Almanya ve Türkiye arasındaki ticaret ve yatırımlar, yakın zamanda yürürlüğe girecek iki düzenlemeden etkilenecek. İlkinde, Türkiye’de meydana gelen insan hakları ihlalleri ve çevreye verilen zarardan Türkiye’de iş yapan Alman şirketleri de sorumlu tutuluyor. Diğeriyse Avrupa Birliği’nin (AB) sınırda karbon vergisi uygulaması.
Almanya ve Türkiye, birbirlerinin önemli ticaret ortaklarından. İki ülkenin, bu ortaklığına yeni yılda da devam etmesi bekleniyor.
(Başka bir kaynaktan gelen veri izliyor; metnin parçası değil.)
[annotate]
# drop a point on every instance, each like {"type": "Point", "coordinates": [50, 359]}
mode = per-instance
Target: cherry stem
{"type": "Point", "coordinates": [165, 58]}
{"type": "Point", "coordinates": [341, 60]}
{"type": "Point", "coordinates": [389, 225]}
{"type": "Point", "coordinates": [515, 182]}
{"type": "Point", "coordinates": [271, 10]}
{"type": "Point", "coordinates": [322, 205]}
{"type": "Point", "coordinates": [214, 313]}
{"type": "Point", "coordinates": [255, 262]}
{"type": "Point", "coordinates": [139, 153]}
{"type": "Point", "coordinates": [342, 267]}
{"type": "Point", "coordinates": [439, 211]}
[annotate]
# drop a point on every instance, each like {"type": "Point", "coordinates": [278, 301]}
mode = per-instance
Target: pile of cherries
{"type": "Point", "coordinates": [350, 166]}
Buna rağmen, Almanya’da ve Avrupa Birliği’nde yürürlüğe girecek iki düzenleme, ticari ilişkileri olumsuz etkileyebilir.
DW Türkçe’den Değer Akal’ın aktardığına göre bu düzenlemelerden ilki, Almanya’da 1 Ocak’ta yürürlüğe girecek ‘Alman Tedarik Zincirlerinde Durum Tespiti Yasası.’ Düzenleme, Alman şirketlerini, Türkiye gibi tedarik zincirlerinde yer alan ülkelerdeki insan hakları ihlalleri ve çevreye verilen zarar gibi durumlardan sorumlu hale getiriyor. Bu nedenlerden dolayı Alman şirketlerine dava açılabilecek. Davalarla uğraşmak istemeyen şirketlerse Türkiye’ye yönelik yatırımlarını gözden geçirmek durumunda kalacak.
Diğer bir düzenlemeyse AB’nin tamamında 1 Ekim 2023’te yürürlüğe girecek ‘Sınırda Karbon Vergisi Uygulaması.’ Bu, sanayi ihracatının yarısı AB’ye yapan Türkiye’nin belirli kollardan pazar kaybetmesine sebep olabilir.
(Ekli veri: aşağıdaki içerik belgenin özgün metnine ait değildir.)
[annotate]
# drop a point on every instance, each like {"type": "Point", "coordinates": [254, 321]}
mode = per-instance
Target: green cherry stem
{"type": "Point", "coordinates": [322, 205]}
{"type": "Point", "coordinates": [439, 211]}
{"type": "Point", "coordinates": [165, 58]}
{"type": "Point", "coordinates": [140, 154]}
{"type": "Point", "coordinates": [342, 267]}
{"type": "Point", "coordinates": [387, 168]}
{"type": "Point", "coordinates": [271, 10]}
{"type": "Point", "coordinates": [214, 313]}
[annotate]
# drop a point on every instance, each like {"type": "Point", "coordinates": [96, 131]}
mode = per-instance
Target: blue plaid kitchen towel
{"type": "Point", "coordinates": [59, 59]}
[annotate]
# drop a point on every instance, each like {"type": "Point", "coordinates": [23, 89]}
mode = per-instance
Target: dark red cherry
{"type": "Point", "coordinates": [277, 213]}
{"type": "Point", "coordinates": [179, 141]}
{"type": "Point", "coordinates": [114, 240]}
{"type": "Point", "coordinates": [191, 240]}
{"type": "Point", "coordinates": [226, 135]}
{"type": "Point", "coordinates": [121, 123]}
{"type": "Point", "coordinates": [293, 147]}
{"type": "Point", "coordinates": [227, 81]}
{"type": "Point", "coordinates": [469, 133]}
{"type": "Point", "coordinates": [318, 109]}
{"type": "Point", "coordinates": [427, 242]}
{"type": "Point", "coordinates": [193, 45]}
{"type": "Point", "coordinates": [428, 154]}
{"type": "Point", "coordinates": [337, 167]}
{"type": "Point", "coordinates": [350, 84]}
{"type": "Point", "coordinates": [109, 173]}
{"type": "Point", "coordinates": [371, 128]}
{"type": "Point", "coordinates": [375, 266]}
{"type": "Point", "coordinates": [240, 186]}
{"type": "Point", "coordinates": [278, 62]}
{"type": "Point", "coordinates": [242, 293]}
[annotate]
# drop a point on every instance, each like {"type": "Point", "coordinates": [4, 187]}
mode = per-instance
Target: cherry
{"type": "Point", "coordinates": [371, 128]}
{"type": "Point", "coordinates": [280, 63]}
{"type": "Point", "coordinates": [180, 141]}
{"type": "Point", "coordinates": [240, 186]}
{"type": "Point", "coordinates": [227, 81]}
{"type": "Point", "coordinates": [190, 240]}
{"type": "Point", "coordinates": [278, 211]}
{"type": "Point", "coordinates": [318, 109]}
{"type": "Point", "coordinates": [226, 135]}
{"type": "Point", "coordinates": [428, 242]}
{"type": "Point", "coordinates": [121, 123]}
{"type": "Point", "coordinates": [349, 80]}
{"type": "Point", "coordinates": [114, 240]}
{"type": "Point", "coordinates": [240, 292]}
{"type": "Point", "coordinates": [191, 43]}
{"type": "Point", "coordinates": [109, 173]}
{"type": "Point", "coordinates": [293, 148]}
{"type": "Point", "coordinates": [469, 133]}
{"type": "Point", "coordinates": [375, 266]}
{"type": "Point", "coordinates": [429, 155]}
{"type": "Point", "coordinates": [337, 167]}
Habere göre Alman iş dünyasının gelecek yıl için Türkiye’yle ekonomik ilişkilere bakışı olumsuz.
Avrupalı yatırımcılar güvenmiyor
Almanya Başbakanı Olaf Scholz’un partisi SPD’ye yakınlığıyla bilinen Friedrich Ebert Vakfı (FES) Türkiye Temsilcisi Henrik Meyer’se, Türkiye’nin sanayi altyapısı ve genç nüfusuyla avantajlı bir konumda olduğunu ama Avrupalı yatırımcıların Türkiye’deki siyasi iktidara güven duymadığını söyledi.
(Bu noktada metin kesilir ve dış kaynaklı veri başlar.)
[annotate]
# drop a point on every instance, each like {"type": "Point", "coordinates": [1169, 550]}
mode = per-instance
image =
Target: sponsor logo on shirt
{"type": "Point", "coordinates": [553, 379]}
Meyer, şunları dedi: “Türkiye müthiş sanayi altyapısı, eğitimli ve genç nüfusuyla aslında çok avantajlı bir konuma sahip. Ama anketlere göre, Avrupalı yatırımcılar Türkiye’deki siyasi istikrara çok güven duymuyor, çok yüksek enflasyon nedeniyle de geleceğe yönelik planlama yapamadıklarına işaret ediyorlar. Şayet Türkiye’de makroekonomik ve ekonomik istikrar tesis edilebilirse işte o zaman Türkiye bu küresel dönüşümden devasa boyutta fayda sağlayabilecek, Avrupa ekonomisi için önemi daha da artacak, şu anda olduğundan çok daha fazla Avrupa ekonomisine entegre olabilecek. Tek yapılması gereken istikrarın ve güvenin tesis edilmesidir.”